Maryland, Virginia and District of Columbia Art
by Ann Erskine
Community Artist-Mary Ferguson
Baltimore is a city straining to grow. Tourism is rising, young professionals are moving in and renovating old rowhouses, and large corporations are discovering the thriving downtown area of the city. However, in the shadows of attractions like Camden Yards, Raven Stadium, and Harborplace, there are neighborhoods filled with vacant buildings, drug dealers and frustrated residents yearning for renewed pride and identity. Recently, some of those neighborhoods have experienced the ignition they needed through the help of a community artist.
Mary
Cafagno Ferguson is a neighborhood activist and co-founder of the Woman's
Mural Project. Through an 18-month, $48,750 "community fellowship"

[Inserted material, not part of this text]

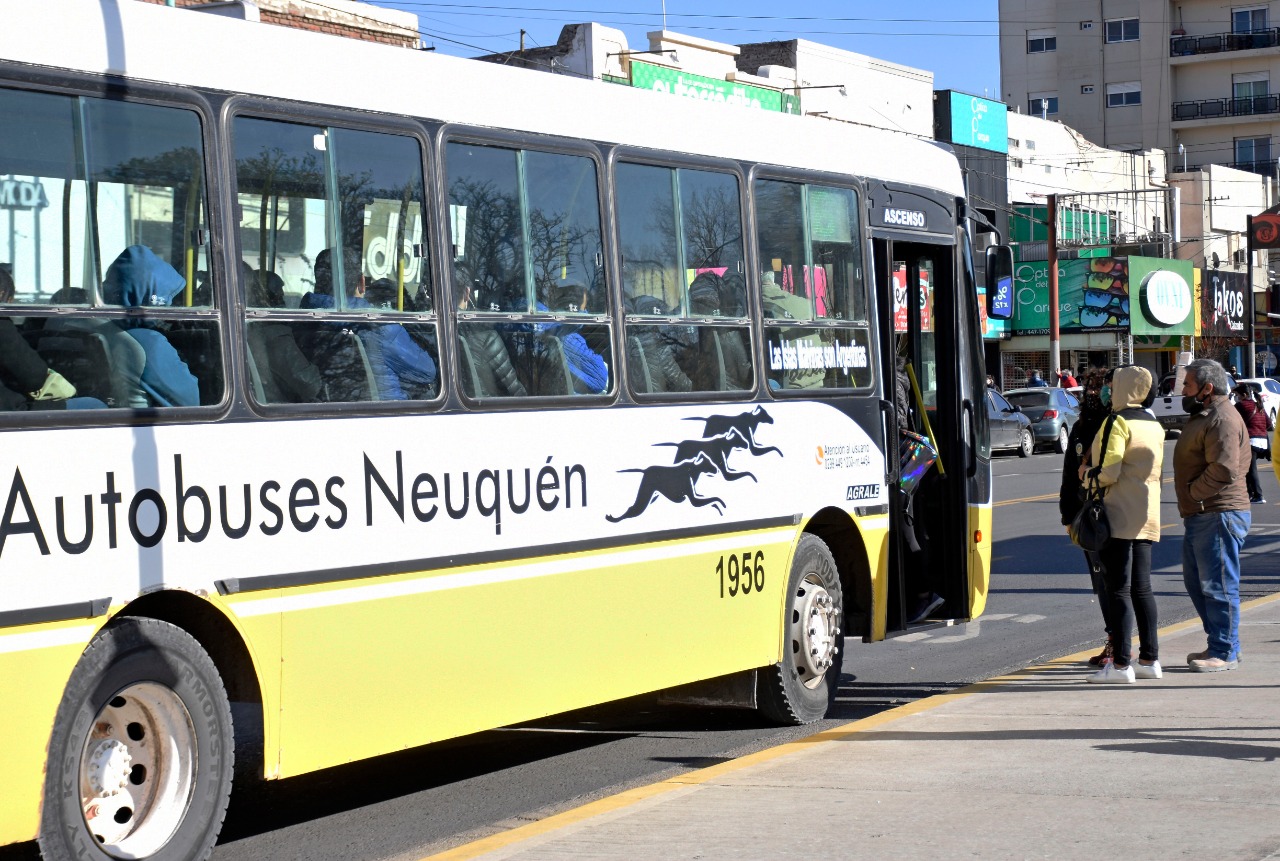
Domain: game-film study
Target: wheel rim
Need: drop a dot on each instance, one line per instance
(814, 627)
(137, 770)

from the Open Society Institute-Baltimore, a branch of billionaire George
Soros' philanthropy, she arrived in a needy neighborhood and helped to revitalize
it with her brush and her easy manner. An area filled with red brick rowhouses,
Pigtown has people anxious to welcome and help a muralist. (left:
l to r: Marquis Eddy, Ellie Turner, A.J., Davon Baker, Tavon Jones, J. R.
Carroll)
Mary
spent several months creating the first mural which is a tribute to the
neighborhood horseshoe pit where three elderly gentlemen have gathered for
years to pitch horseshoes and trade gossip. During her work, residents would
gather to watch, to talk and even to pick up a brush and help. The finished
piece is a source of beauty and comfort for the neighborhood. (left:
Marquis Eddy paints faux lace curtain on boarded window)
Her second project for the neighborhood involved the local
elementary school. Working with the school's art teacher, Mary help students
paint their images of an ideal city on wood boards which
were then
hung in the window spaces of a nearby vacant building. Following this, Mary
and a social worker for a school-based mental health program helped middle
school students rejuventate their cafeteria by painting a border of tiles
around the perimeter of the room. Their designs ranged from cartoon characters
to CD covers for popular musical groups. These projects led to another mural
on the side of a corner row house. That mural is a depiction of a rowhouse
painted in soothing shadows on a summer evening, surrounded by flowers and
greenery. (right: J. R. Carroll, A.J. and Tavon Jones)
Mary's current efforts target a bridge that connects the Maryland Institute College of Art with an older, faded neighborhood in the city. She hopes to unite students from the college and local graffiti artists in painting the bridge. The project itself would actually bridge two very different worlds.